Formato: Online Artículo Texto
Lenguaje:English
Publicado: MDPI 2022
Materias:
Acceso en línea:https://www.ncbi.nlm.nih.gov/pmc/articles/PMC9655707/
https://www.ncbi.nlm.nih.gov/pubmed/36364401
http://dx.doi.org/10.3390/molecules27217577
Descripción
Sumario:G-quadruplexes (GQs) have become valid targets for anticancer studies in recent decades due to their multifaceted biological function. Herewith, we aim to quantify interactions of potential heterocyclic ligands (Ls) with model GQs. For seven 4-aminoquinazolines and three 2-heteroaryl perimidines, seven of this ten-membered group so far unknown, we use routine quantum chemical modeling. As shown in the literature, a preferred mode of interaction of heterocycles with cellular structures is stacking to exposable faces of G-quadruplexes.

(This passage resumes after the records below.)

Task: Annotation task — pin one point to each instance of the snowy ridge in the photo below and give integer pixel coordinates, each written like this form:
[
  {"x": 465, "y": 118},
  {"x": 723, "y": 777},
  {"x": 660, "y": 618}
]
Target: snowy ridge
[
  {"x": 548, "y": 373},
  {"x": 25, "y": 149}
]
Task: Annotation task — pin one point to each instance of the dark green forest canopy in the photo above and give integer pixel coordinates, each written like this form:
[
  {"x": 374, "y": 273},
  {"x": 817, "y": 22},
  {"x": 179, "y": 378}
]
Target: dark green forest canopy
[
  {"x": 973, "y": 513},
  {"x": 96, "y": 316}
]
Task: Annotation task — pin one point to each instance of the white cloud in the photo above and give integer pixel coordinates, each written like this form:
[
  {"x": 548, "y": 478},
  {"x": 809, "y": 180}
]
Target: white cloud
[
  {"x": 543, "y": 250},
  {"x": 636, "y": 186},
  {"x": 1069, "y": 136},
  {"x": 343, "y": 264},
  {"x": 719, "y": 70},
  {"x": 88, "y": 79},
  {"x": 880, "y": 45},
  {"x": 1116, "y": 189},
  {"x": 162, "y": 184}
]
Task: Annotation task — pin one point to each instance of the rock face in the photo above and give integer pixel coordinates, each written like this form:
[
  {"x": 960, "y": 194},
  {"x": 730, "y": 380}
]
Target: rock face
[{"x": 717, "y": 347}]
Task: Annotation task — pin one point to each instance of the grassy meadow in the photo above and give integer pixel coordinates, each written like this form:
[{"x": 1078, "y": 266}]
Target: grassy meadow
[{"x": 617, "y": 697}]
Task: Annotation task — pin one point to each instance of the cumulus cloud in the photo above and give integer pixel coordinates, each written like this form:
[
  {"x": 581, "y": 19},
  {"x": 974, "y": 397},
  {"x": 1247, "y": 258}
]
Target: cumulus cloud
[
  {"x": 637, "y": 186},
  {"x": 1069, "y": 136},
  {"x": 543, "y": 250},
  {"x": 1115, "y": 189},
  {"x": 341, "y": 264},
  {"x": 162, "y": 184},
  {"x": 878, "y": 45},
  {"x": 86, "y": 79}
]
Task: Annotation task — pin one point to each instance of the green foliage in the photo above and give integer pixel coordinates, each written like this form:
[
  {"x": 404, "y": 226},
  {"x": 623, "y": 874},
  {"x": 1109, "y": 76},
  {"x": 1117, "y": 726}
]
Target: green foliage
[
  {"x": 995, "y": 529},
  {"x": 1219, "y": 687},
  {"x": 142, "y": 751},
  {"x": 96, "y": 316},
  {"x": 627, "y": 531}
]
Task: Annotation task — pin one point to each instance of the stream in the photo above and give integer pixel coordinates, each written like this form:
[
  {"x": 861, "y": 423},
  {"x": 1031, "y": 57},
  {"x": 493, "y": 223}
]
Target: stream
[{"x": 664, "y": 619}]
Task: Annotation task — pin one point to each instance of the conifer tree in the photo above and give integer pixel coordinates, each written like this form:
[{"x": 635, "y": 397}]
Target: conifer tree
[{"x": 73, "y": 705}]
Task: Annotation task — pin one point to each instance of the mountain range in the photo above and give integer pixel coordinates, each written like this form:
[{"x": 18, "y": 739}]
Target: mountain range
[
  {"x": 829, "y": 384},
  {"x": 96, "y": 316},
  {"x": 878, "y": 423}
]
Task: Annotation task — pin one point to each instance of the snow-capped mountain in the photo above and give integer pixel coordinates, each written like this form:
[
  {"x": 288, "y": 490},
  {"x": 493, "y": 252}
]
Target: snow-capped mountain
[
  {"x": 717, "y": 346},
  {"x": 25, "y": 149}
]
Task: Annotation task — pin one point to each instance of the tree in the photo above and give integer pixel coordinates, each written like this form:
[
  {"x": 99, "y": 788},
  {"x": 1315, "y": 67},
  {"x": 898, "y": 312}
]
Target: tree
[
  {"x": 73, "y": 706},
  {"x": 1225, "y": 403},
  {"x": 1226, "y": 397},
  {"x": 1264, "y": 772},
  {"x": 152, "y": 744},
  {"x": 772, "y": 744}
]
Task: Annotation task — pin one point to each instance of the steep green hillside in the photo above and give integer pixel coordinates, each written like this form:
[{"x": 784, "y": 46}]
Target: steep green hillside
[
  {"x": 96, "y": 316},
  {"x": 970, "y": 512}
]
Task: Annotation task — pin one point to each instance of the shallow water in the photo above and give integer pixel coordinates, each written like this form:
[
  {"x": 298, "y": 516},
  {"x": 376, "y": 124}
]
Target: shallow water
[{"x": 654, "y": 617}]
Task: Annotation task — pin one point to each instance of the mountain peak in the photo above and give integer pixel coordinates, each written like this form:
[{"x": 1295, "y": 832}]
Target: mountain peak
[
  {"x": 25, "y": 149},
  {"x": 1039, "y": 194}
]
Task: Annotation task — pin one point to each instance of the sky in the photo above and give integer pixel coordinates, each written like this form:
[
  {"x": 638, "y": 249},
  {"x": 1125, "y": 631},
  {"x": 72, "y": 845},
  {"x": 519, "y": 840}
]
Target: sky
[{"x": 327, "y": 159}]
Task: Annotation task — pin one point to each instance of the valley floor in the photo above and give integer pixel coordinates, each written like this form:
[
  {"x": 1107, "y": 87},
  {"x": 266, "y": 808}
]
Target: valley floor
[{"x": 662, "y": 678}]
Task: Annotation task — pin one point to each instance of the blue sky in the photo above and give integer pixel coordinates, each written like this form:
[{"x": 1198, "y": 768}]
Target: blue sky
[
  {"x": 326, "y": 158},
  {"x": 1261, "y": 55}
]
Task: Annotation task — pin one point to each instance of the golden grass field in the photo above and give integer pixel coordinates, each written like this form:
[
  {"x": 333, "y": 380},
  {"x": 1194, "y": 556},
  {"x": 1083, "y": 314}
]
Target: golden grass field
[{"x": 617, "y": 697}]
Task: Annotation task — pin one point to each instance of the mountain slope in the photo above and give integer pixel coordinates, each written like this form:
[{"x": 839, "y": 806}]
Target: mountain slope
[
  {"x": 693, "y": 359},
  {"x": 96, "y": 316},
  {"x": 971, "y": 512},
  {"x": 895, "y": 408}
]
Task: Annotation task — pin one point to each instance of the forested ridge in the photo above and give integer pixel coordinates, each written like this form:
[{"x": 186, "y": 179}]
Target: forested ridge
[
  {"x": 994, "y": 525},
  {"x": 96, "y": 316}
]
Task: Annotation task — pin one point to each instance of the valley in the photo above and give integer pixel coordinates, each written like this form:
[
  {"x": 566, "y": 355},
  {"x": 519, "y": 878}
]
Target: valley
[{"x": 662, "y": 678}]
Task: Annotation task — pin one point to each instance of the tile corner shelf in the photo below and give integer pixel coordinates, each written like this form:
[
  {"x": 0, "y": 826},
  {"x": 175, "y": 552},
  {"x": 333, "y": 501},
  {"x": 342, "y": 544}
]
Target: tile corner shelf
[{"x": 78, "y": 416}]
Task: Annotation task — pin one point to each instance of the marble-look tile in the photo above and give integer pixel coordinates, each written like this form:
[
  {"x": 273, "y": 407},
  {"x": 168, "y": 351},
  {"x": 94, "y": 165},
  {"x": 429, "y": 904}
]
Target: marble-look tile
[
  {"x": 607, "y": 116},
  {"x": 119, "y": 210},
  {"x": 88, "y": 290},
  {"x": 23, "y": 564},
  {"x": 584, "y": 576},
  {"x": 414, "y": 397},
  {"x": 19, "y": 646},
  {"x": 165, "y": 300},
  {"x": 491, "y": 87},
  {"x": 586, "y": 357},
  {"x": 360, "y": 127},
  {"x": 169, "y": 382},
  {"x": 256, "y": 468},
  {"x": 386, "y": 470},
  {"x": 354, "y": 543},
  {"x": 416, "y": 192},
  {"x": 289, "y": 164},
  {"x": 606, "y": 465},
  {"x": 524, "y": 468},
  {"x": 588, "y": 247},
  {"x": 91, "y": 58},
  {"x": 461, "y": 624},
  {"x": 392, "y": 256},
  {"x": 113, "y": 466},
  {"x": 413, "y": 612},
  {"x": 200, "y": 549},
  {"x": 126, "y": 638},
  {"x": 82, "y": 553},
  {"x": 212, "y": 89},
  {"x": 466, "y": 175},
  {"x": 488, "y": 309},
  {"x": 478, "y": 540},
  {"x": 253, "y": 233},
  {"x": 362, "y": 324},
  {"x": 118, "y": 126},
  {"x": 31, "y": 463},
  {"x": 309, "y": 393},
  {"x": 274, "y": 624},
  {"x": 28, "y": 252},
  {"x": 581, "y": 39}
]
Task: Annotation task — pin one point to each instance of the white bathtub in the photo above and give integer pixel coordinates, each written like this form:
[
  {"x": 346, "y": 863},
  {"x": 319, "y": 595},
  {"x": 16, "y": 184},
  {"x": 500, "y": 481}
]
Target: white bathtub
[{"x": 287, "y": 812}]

To exploit the energy of this interaction as a molecular descriptor and achieve the necessary chemical precision, we use state of the art large-scale density functional theory (DFT) calculations of stacked heterocycles to a GQ. Actually, the GQ has been simplified for the computation by stripping it off all pentose phosphate residues into a naked model of stacked guanine quartets. The described model thus becomes computable. The obtained heterocyclic ligand GQ.L stacking energies, that is, their GQ affinities, are the necessary ligand descriptors. Using the ligand biological inhibitory activities (IC(50)) on a human malignant melanoma A375 cell line, we obtain a good linear relationship between computed ligand stacking affinities to GQ, and experimental log (IC(50)) values. Based on the latter relationship, we discuss a putative mechanism of anticancer activity of heterocyclic ligands via stacking interactions with GQs and thereby controlling cell regulatory activity. This mechanism may tentatively be applied to other condensed five- and six-membered small heterocycles as well.